1/4 ounce dried oyster mushroom
1/4 ounce dried portabella mushrooms
1 1/2 cups hot water
6 tablespoons unsalted butter
1 red onion, chopped
1/4 lb fresh oyster mushroom, chopped
1/4 lb fresh small portabella mushroom, chopped
fresh ground black pepper, to taste

Steps:

  • Soak the dried mushrooms in the hot water for at least 30 minutes. Remove the mushrooms, rinse and chop fine.
  • Strain the soaking liquid through a coffee filter and reserve.
  • Melt 3 tbl butter in a skillet over medium-low heat. Add the onions and cook, stirring occasionally, until caramelized, about 10 minutes.
  • Add the rehydrated mushrooms and 1/2 cup of the soaking liquid and cook about 5 minutes.
  • Add the fresh mushrooms, rest of the butter and freshly ground pepper, plus more soaking liquid if it looks dry. Cover and cook about 25-30 minutes, stirring occasionally and adding more soaking liqiuid, if necessary. It should be moist, a little saucy, but not soupy.
  • Serve with hot pasta and Parmesan cheese.
  • Note: 1/4 oz of dried mushrooms is about 1/4 cup. The recipe calls for 30 minutes of soaking the dried mushrooms, but I feel you get a better result if you soak overnight.

LOW SODIUM SPAGHETTI SAUCE



Low Sodium Spaghetti Sauce image

This is a recipe that i fiddled with for my brother in law, who needs to lower his salt intake..LIKE MOST OF US.

Provided by Pam Blais

Categories     Other Sauces

Time 3h45m

Number Of Ingredients 14

1/2 lb lean ground beef or turkey
2 medium red peppers, chopped
2 medium yellow or orange peppers, chopped
1 large onion, chopped
3 clove garlic, minced
1 Tbsp olive oil
2 can(s) tomato puree...29 oz. each
2 1/2 c water
2 bay leaves, dried
2 Tbsp each.....oregano and basil
1/2 tsp rosemary, dried, crushed
1/4 tsp dried mint
1/4 tsp crushed red pepper flakes
3 Tbsp sugar

Steps:

  • 1. In a large skillet, cook beef or turkey until no longer pink.
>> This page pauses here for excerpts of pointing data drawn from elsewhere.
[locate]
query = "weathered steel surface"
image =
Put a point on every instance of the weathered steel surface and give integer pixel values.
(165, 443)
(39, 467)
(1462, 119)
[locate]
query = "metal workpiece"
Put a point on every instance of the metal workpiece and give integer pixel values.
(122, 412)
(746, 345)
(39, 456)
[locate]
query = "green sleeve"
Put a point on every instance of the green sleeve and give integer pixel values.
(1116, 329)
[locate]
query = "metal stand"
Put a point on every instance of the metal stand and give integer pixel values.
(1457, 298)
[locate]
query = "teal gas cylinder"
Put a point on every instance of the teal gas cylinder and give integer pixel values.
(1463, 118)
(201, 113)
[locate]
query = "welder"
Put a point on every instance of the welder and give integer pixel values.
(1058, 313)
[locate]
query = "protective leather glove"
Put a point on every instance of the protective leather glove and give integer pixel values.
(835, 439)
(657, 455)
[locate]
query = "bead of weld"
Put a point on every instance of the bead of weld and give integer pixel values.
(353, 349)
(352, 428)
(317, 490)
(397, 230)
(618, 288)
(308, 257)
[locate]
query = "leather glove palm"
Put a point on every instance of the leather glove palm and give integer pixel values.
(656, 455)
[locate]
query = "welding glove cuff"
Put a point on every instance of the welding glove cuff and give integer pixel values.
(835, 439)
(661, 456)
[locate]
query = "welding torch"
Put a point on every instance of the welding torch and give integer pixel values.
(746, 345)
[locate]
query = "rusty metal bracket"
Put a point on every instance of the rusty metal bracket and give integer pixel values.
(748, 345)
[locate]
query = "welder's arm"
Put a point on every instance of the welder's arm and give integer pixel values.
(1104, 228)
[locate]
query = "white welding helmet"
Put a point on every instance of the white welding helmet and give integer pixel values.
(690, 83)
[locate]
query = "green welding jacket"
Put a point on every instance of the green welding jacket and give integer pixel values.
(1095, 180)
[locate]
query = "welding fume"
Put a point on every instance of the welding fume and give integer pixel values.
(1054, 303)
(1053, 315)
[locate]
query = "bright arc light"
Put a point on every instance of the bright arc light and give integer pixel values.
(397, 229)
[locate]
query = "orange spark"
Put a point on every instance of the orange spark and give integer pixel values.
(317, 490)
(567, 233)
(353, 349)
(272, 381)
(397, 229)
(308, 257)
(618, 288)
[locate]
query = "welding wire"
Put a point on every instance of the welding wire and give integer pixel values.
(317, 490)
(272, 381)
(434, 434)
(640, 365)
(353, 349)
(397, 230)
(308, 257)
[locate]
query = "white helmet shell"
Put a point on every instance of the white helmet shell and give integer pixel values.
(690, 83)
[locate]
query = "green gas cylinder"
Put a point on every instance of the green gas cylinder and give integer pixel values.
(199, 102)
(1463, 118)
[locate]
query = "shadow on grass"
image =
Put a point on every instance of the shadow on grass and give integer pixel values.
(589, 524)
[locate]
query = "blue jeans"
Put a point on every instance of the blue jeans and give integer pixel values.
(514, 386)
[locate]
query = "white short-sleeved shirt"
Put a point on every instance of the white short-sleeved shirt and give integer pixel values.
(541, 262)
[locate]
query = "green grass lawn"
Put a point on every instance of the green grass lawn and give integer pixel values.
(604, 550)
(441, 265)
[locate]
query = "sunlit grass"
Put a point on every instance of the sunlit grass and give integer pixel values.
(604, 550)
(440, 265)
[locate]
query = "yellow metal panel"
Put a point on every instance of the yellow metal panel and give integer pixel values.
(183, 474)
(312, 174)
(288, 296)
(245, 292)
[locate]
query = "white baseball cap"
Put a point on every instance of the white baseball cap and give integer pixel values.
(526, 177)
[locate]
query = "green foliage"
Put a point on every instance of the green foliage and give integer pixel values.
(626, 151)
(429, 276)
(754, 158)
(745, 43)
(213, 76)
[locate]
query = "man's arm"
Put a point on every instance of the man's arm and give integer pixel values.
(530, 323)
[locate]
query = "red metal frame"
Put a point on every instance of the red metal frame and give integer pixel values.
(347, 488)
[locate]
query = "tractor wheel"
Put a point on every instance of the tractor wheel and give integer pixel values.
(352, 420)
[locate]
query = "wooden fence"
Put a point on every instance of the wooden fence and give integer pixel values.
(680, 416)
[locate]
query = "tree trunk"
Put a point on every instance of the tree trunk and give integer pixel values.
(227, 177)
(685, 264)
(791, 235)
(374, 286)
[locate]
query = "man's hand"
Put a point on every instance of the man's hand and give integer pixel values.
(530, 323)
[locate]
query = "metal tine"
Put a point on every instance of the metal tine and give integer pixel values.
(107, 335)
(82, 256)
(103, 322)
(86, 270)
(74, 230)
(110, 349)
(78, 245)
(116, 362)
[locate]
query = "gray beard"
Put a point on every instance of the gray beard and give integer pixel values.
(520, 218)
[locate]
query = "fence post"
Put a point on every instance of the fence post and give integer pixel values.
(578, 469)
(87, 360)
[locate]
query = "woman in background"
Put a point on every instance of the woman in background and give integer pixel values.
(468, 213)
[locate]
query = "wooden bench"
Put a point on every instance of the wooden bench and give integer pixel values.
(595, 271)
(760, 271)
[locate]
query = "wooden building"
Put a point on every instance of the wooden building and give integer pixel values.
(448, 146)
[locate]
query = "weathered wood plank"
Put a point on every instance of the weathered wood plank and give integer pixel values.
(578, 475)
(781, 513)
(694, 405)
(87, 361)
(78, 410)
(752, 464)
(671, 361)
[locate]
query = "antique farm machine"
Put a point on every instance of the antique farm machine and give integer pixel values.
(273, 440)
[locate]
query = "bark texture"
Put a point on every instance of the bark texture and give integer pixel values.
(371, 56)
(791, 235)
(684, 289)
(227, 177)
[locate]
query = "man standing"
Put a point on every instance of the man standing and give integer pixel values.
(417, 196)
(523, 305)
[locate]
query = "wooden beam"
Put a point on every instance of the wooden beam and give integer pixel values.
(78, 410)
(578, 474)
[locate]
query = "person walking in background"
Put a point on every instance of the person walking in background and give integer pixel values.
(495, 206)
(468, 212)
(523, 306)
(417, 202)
Drain and set aside. Saute peppers, onions, and garlic in oil until softened.
  • 2. In a large pan, combine next 9 ingredients. Add the beef and sauteed vegetables. Bring to a boil, reduce heat and simmer for 2 to 3 hours.. stirring occasionally. Stir in the sugar and discard the bay leaves.
  • 3. Serve over your favorite pasta. This cans and freezes very well.